7 The Long Kiss Goodnight
Catching badass heroine Geena Davis at the height of her powers as Charly Baltimore and a Samuel L. Jackson fresh off Pulp Fiction as Mitch Hennesey — two names only Shane Black as the foul-mouthed pen could conjure — The Long Kiss Goodnight is one of the more unquiet bizarre action films of the 1990s. With an over-the-top penchant for violence, directed by Renny Harlin, Davis gets into an accident during her quaint family life to awaken her subconscious to the fact she's a super agent. The film goes on a wild ride of stunt work and pyrotechnics to the White House, all as the beating fervor of the holidays thrums in the background, adding a nice sheet of snow for texture to the violence.
6 Black Christmas
A horror film that lives under the artificial neon glow of Christmas lights and decor, Black Christmas is a slasher film that terrorizes the classic teen victims of horror films and gives the genre a new feel because of the specificity of its calendar holiday. While director Bob Clark — his other famous Christmas movie, A Christmas Story — isn't a genre staple, he knew the exact kind of aesthetic and technical approach to create the eerie sensation laden in the film's compositions.

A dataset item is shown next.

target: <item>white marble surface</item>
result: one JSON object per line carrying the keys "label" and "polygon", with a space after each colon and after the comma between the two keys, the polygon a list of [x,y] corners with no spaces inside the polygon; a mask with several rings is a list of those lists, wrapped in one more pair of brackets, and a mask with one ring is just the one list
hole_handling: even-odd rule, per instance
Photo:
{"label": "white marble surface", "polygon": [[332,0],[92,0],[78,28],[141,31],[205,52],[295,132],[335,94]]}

The director constantly cross-cuts, uses split diopter shots, and dramatic use of POV — in short, creating a slasher holiday classic.
5 Batman Returns
Tim Burton’s first two Batman films remain because the auteur got to drive the film with his weirdly sinister vision intact. Making the sequel weirder, more expansive, and fixated with a slick, holiday glow to juxtapose the dark criminal underworld of Gotham, Batman Returns is as good as a superhero-holiday crossover there is. With Michael Keaton returning as the titular hero, Christopher Walken, Danny DeVito, and Michelle Pfeiffer with her iconic turn as Catwoman, Burton’s film is a memorable tour around a never-snowier Gotham. As DeVito’s Penguin relates in the snow, Batman comes to the rescue.
4 Gremlins
Joe Dante’s looney toon ambitions and love of creating creatures, critters, and mayhem out of childlike lunacy came to fruition with his iconic creation, Gremlins. Set against the suburban backdrop of 1980s America, Dante came up with an idea to turn Christmas into a small-town nightmare. With the hilariously cuddly and weird Gizmo spawning an offset of tiny gremlins, the Spielberg touch can be felt in the adventure while Dante punctuates the film with his off-the-wall set-pieces, like the wild bar sequence. All with the feeling of togetherness during Christmas that you can feel Dante attempting to rip apart.
3 Eyes Wide Shut
During a brief stint of time when Cruise still took cracks at his star power veneer, Eyes Wide Shut is a film that always pops up in conversation during the holidays. The film is a surreal drift into the shadows of a secret society and also a complex distillation of a marriage in crisis, where Cruise memorably wanders the dimly lit streets of New York. As Cruise memorably slides into the underbelly of a world disassociated from the comfort of his life.
2 Carol
In a film where seemingly every shot matters, Todd Haynes strings together a beautiful succession of fades, dissolves, and small encounters to weave the fragility of a love hidden in the shadows. Starring Cate Blanchett and Rooney Mara as secret lovers destined for heartache, Haynes paints their romance in a cold hue, distilled by the spirit of the holidays. At a holiday time when everyone is in a giving mood, the film shows how painful it is to long in the mundane holiday fixtures. As faint touches on the shoulder turn into everything, Carol is a gorgeous vision of love and how its two stars whittle the most intimate details out of each other.
1 Die Hard
Is it a Christmas movie? Is it not? While Bruce Willis dispelled his feeling about the question, not too long ago, Die Hard remains one of the greatest action films ever made and one set adjacent to the afterglow of the holiday spirit. With its ingenious set-up, stuck in a giant plaza with European terrorists as Alan Rickman chews the scenery as Hans Gruber, Willis’ characterization as the boozy cop was the perfect alchemy to set the screen ablaze. As McClaine attempts to reconnect with his estranged wife, Los Angeles gets turned into a battle zone. What else can be said about a film whose legacy endures every year that passes, Die Hard is one of the greats.